SCALA Judo

Aktuelles aus der Judo Abteilung

Reisebericht unserer Judoreise nach Griechenland 2014

Von: Bettina und FlorianTraining am Strand

„Soll ich fallen oder willst Du“, frage ich Claudia. “Mach Du mal lieber“.

“ Ok, mein Judoanzug ist sowieso schon nass“

– also dann –

klatsch, ich falle unter sachkundiger Führung auf die regennassePlane, auf der sich bereits Pfützen gebildet haben
Wir machen Freiluft Judo im Regen.

Wir, dass ist eine Gruppe von Judoverrückten, die vor einem halben Jahr beschlossen haben, in Griechenland bei strahlendem Sonnenschein am Strand ohne Zeitdruck Judo zu machen.

Am war es soweit und unsere 15 Köpfige Gruppe traf sich voller Vorfreude am Hamburger Flughafen. Nach einigen Schwierigkeiten beim Check-in und einem Flug mit sehr spärlicher Versorgung landeten wir dann endlich in Thessaloniki, von dort ging es mit dem Reisebus weiter.

Direkt am Meer gelegen und eingerahmt von  Bergen empfing uns die attraktive Hotelanlage.

Alle Zimmer der Gruppe lagen alle dicht beieinander in einer zweigeschossigen Bungalowanlage direkt am Meer. Davor eine Wiese – die sich gut für unsere Judoplane eignete….nur wenige Meter entfernt von Strand und Meer

Das abendliche Buffet wurde inzwischen heiß ersehnt undentsprach unseren Erwartungen, es war reichhaltig und vielfältig, die Nachtische verlockend.

Holger demonstriert einen Ude-Garami (Arm-Beugehebel)
Der nächste Morgen empfing uns neblig aber zum Mittag klarte es auf.

Die Judoplane schnell ausgebreitet – unser erstes Freilufttraining in Griechenland.

In der Sonne mit Blick auf Strand und Meer und dazu die leckere Geburtstagstorte für Holger  –  einmalig.

Am Abend die zweite Trainingseinheit im Fitnessbereich der Hotelanlage und dann gemeinsam zum Essen und Entspannen.

Unser Wetter blieb durchwachsen, am Nachmittag des nächsten Tages begann es zu regnen.

„Wollen wir trotzdem Freiluft-Judo machen?“ „Klar, dafür sind wir hier“.
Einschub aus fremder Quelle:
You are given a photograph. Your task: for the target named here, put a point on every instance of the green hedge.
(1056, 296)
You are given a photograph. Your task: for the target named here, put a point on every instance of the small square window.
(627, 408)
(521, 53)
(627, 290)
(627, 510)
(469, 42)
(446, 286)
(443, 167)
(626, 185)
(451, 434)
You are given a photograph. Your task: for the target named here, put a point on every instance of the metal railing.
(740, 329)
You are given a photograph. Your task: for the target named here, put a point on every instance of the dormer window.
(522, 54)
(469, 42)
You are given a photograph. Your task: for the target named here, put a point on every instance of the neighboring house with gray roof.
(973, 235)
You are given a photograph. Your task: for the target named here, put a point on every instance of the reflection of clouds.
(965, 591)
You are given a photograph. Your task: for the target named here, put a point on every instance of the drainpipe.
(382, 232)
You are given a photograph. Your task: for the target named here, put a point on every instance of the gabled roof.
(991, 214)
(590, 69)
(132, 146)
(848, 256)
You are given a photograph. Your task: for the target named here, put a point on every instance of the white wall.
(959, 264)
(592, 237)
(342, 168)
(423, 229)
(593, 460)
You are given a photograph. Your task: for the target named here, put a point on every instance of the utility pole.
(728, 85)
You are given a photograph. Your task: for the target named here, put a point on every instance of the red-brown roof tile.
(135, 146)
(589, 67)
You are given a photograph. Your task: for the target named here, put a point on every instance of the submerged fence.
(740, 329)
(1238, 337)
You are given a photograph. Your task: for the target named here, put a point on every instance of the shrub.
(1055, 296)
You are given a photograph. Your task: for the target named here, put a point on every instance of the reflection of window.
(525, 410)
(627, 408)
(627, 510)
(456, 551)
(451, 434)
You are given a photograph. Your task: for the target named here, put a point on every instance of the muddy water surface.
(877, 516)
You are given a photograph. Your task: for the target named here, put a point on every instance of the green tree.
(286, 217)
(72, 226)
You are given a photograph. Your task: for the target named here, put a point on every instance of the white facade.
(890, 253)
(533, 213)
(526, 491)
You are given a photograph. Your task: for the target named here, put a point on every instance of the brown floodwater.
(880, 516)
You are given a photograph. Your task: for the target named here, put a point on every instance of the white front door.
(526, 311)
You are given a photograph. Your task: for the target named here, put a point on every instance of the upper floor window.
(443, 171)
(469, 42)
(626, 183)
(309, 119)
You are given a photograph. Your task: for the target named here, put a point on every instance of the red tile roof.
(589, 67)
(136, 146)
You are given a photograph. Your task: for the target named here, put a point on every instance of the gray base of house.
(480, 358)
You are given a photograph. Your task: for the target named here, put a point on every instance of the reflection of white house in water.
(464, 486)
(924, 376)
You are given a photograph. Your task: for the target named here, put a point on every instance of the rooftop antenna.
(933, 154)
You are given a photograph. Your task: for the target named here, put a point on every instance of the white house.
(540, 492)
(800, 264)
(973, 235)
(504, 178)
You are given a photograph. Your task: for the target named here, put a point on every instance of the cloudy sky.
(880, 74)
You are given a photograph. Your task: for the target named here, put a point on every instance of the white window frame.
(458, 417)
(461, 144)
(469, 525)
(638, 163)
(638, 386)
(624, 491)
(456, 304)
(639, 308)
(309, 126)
Unser Trainer Holger Brückner zeigte uns, wie gut sich die nasse und rutschige Plane für Fallübungen eignete. Naß, leicht verkühlt aber glücklich freuten wir uns dann auf die Sauna und das abendliche Büffet.

Damit unsere mitgereisten Kinder beim Training auch auf Ihre Kosten kamen, gab Holger jeden Morgen ein Trainingseinheit im warmen Schwimmbad – das kam bei den kleinen Kämpfern gut an.

Im Verlauf des Tages folgten für uns dann zwei bis drei Sequenzen Freiluft-Judo in der Sonne, herrlich.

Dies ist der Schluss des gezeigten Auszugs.